Política

Fiscalía aclara el caso Muñoz: no pidió protección a la UNP, sino evaluar su riesgo

Hace 1 hora

La Fiscalía aclaró que no pidió a la UNP medidas de protección para Gabriela Muñoz, aunque sí abrió investigaciones por amenazas en su contra. El punto clave: lo que se solicitó fue una evaluación de riesgo, no una protección directa.

La Fiscalía General aclaró que no elevó una solicitud formal a la Unidad Nacional de Protección para que se le asignaran medidas de protección a Gabriela Muñoz, la joven cercana al presidente Gustavo Petro, como ella ha afirmado públicamente. Según confirmaron fuentes del ente investigador a El Tiempo - Política, lo que sí se pidió fue evaluar su nivel de riesgo, una diferencia que no es menor porque separa una valoración preventiva de una medida concreta de seguridad personal.

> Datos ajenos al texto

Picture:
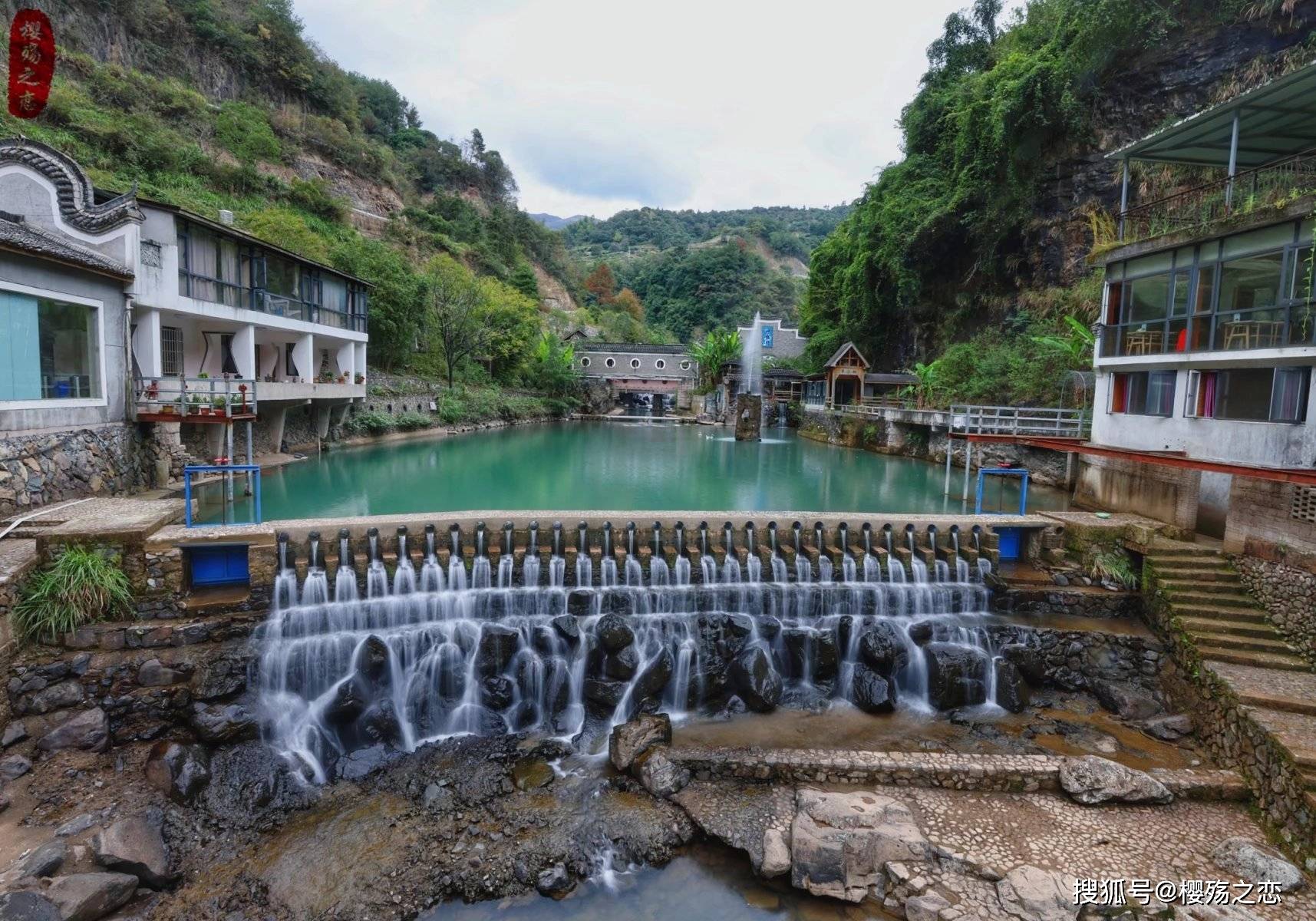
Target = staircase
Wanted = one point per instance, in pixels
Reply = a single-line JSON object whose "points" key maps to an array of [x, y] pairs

De acuerdo con esas mismas fuentes, la entidad sí tiene en curso denuncias por amenazas que involucran a Muñoz y que están siendo materia de investigación. Ese dato confirma que el caso no ha sido desestimado, pero también deja claro que, al menos por ahora, la Fiscalía no activó un trámite directo para blindarla con escoltas, chaleco antibalas u otros mecanismos de protección que administra la UNP. En el lenguaje institucional, pedir una evaluación de riesgo significa abrir la puerta para que se revise la situación y se determine si existe necesidad real de protección reforzada; no equivale a ordenar esas medidas de inmediato.

La precisión importa porque en Colombia las solicitudes de protección suelen ser un terreno sensible, especialmente cuando están rodeadas de ruido político. En casos de figuras cercanas al poder, cualquier vacilación entre denuncia, riesgo y protección se interpreta casi de inmediato como una señal de respaldo —o de falta de él— por parte del Estado. Por eso, la aclaración de la Fiscalía busca delimitar responsabilidades y evitar que se mezcle una investigación penal en curso con una decisión administrativa que corresponde a la UNP. En la práctica, esta distinción puede marcar el tiempo de respuesta para una persona que dice sentirse amenazada y también revela cómo funcionan, con frecuencia lenta y burocrática, los engranajes de protección en el país.

El episodio también pone sobre la mesa una discusión más amplia: cuántas veces las alertas de riesgo se quedan en trámites intermedios antes de traducirse en medidas efectivas. En Colombia, donde las amenazas contra líderes, activistas, funcionarios y personas vinculadas a la política son parte de un patrón persistente, cada detalle institucional cuenta. Si la evaluación concluye que hay peligro real, la UNP podría entrar a definir protección; si no, el caso quedará en manos de la investigación judicial. En cualquier escenario, el fondo del asunto sigue siendo el mismo: una denuncia por amenazas que debe esclarecerse con prontitud, sin que el debate político termine desplazando la pregunta esencial sobre la seguridad de la denunciante.